Tip: Since the NVI5.1 version automatically closes the image every time the image header file information is modified, it is best to modify the classification name and color in the Class Color Map Editing panel after all classifications have been interpreted in step (3).
The second step merges subclasses
When selecting the number of unsupervised classification categories, generally choose 2 to 3 times the number of final results, so after defining the categories, the same categories need to be merged.
(1) In the Toolbox toolbox, double-click the Classification/Post Classification/Combine Classes tool.
In the Combine Classes Input File dialog box, select the defined classification result, click the OK button, and open the Combine Classes Parameters panel.

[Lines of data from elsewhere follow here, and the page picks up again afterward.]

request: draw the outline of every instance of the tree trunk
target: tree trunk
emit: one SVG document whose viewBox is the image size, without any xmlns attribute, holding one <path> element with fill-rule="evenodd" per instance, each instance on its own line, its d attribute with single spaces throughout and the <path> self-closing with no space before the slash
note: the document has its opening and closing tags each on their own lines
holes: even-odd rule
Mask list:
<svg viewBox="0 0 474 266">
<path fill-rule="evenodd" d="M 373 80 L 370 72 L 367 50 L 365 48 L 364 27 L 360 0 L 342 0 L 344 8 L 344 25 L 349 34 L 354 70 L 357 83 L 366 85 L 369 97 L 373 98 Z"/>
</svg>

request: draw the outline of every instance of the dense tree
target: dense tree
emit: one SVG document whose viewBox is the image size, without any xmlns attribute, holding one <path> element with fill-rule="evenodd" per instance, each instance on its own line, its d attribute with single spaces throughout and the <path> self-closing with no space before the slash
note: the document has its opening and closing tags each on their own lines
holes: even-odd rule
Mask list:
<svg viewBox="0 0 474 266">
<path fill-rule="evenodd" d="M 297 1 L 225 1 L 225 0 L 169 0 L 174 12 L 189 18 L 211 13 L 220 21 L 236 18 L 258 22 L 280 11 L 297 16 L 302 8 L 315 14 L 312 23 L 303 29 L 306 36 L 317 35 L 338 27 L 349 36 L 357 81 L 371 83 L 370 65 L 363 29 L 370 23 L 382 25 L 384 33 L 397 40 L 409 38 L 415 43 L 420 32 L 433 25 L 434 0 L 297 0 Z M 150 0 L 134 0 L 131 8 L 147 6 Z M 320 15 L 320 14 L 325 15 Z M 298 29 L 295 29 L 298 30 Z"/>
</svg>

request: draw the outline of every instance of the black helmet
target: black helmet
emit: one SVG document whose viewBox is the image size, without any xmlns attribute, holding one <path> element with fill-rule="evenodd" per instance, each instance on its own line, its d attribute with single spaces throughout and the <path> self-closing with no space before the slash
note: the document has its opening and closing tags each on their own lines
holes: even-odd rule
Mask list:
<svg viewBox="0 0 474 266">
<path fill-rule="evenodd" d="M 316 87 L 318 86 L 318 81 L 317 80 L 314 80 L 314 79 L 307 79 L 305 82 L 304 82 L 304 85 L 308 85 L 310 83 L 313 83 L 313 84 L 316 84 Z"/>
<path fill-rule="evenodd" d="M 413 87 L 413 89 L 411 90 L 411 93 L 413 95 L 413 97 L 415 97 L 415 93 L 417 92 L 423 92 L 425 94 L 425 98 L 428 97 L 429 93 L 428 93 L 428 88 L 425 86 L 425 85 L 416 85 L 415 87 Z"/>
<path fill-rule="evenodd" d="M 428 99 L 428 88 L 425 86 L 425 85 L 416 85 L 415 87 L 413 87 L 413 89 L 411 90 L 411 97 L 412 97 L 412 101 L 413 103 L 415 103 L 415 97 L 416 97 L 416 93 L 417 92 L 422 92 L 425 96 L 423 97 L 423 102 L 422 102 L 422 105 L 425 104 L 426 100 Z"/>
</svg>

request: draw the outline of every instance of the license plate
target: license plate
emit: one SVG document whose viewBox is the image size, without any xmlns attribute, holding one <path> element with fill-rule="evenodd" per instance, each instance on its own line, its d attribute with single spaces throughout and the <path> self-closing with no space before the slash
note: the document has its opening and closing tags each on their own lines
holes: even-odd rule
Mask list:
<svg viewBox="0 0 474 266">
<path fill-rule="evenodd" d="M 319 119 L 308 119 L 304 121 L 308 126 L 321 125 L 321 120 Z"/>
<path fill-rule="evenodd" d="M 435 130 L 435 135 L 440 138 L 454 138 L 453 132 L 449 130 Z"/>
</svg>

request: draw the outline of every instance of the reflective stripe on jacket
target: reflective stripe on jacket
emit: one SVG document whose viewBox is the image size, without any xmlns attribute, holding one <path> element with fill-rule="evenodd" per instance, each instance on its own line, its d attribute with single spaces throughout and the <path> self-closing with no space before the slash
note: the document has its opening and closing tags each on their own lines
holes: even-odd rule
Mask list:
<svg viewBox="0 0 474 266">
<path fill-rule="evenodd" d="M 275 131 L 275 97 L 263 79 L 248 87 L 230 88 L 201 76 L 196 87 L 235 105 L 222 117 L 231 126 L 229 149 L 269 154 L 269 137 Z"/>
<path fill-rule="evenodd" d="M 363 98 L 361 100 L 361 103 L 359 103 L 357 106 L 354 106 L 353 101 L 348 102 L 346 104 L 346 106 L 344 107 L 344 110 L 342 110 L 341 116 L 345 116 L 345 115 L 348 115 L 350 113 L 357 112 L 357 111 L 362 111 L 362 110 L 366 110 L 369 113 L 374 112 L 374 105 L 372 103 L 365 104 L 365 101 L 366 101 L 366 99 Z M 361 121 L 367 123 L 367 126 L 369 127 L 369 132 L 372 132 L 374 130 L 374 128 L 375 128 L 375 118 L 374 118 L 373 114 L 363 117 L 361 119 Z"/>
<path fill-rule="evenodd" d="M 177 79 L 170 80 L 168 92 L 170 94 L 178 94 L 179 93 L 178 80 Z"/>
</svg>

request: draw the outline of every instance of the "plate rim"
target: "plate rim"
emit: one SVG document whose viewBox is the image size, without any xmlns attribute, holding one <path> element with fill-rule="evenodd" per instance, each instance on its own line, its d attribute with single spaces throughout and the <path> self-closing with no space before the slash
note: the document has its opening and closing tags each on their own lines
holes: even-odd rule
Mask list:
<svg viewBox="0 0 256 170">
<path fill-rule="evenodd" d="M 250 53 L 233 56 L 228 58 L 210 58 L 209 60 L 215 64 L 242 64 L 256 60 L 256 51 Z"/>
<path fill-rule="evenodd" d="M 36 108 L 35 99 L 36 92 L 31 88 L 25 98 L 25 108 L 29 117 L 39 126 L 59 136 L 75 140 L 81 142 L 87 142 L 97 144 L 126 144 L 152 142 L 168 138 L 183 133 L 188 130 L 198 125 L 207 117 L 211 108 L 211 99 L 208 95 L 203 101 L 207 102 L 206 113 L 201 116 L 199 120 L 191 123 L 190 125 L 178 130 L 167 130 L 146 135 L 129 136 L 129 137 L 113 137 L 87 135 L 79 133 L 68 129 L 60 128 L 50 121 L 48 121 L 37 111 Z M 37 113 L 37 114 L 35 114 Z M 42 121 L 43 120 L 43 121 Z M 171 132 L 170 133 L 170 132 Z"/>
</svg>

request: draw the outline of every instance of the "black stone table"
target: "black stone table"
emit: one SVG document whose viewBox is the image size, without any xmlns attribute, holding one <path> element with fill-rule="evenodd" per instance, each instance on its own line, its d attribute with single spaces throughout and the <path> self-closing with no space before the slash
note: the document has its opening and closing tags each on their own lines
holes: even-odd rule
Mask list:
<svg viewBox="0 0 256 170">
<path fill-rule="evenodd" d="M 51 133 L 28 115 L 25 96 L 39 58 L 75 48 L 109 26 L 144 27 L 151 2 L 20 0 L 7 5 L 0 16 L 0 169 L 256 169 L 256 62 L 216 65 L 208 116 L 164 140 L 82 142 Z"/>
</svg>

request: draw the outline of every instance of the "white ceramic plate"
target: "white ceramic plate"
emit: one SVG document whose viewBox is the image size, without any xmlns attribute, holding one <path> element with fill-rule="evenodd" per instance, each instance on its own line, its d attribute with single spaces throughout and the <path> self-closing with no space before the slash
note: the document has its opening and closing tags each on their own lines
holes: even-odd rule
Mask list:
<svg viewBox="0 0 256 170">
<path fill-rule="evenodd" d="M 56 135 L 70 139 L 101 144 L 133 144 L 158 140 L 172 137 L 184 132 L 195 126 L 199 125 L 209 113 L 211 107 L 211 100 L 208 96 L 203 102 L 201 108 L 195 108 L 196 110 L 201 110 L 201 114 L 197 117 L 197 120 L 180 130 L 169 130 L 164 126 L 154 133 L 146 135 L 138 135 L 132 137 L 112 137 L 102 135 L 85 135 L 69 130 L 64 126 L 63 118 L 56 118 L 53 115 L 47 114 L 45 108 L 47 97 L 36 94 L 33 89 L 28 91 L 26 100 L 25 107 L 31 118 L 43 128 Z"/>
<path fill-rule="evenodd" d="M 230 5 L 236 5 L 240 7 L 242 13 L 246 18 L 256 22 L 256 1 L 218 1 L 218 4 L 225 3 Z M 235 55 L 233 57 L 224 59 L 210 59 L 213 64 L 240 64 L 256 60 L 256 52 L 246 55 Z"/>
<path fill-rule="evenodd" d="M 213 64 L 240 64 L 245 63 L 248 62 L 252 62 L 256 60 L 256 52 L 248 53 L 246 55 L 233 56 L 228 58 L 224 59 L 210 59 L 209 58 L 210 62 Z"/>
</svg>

(2) In the Combine Classes Parameters panel, select the combined category from the Select Input Class, select the combined category from the Select Out Class, and click the Add Combination button to add to the combined scheme. The combined scheme is displayed in the Combined Classes list. Click an item in the Combined Classes list to remove it from the scheme.
(3) After the merge plan is established, click the OK button to open the Combine Classes Output dialog box, and select "Yes" in the Re-move Empty Classes item to remove the blank class.
(4) Select the path and file name of the output merged result, and click the OK button to execute the merge.
The process of evaluating the classification results is the same as the method of supervised classification. You can refer to the content of the previous supervised classification evaluation, so I won’t go into details here.